Medicine/Healing

The DEA’s contrived Kratom crisis

“Patterson, the DEA spokesman, said the reaction to the ban “was eye-opening for me personally.” He added that “I want the kratom community to know that the DEA does hear them.” 

The DEA describes all kratom use as “abuse.” It was therefore easy for the agency to conclude that the plant has “a high potential for abuse,” one of the criteria for Schedule I. Since the DEA assumed there was no rational, morally acceptable reason to use kratom, it did not need to muster much evidence that the drug is intolerably dangerous.
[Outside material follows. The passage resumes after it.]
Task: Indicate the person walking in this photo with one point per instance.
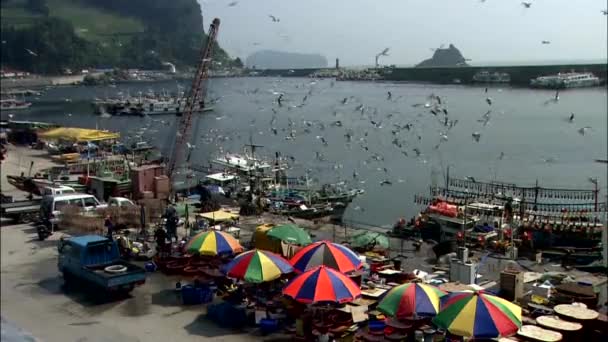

It claimed there have been “numerous deaths associated with kratom,” by which it meant 30. In the whole world. Ever. According to the U.S. Centers for Disease Control and Prevention, alcohol causes about 88,000 deaths a year in this country, while 28,000 deathswere attributed to heroin and opioid painkillers in 2014. Kratom looks pretty benign by comparison. Another point to keep in mind: “Deaths associated with kratom” are not necessarily caused by kratom. “Kratom is considered minimally toxic,” noted a 2015 literature review in the International Journal of Legal Medicine. “Although death has been attributed to kratom use, there is no solid evidence that kratom was the sole contributor to an individual’s death.” As further proof of kratom’s dangers, the DEA noted that “U.S. poison centers received 660 calls related to kratom exposure” from 2010 through 2015, an average of 110 a year. By comparison, exposures involving analgesics accounted for nearly 300,000 calls in 2014, while antidepressants and antihistamines each accounted for more than 100,000.

A traditional healer preparing Kratom for use as a pain-reliever with thousands of years of use as a pain reliever.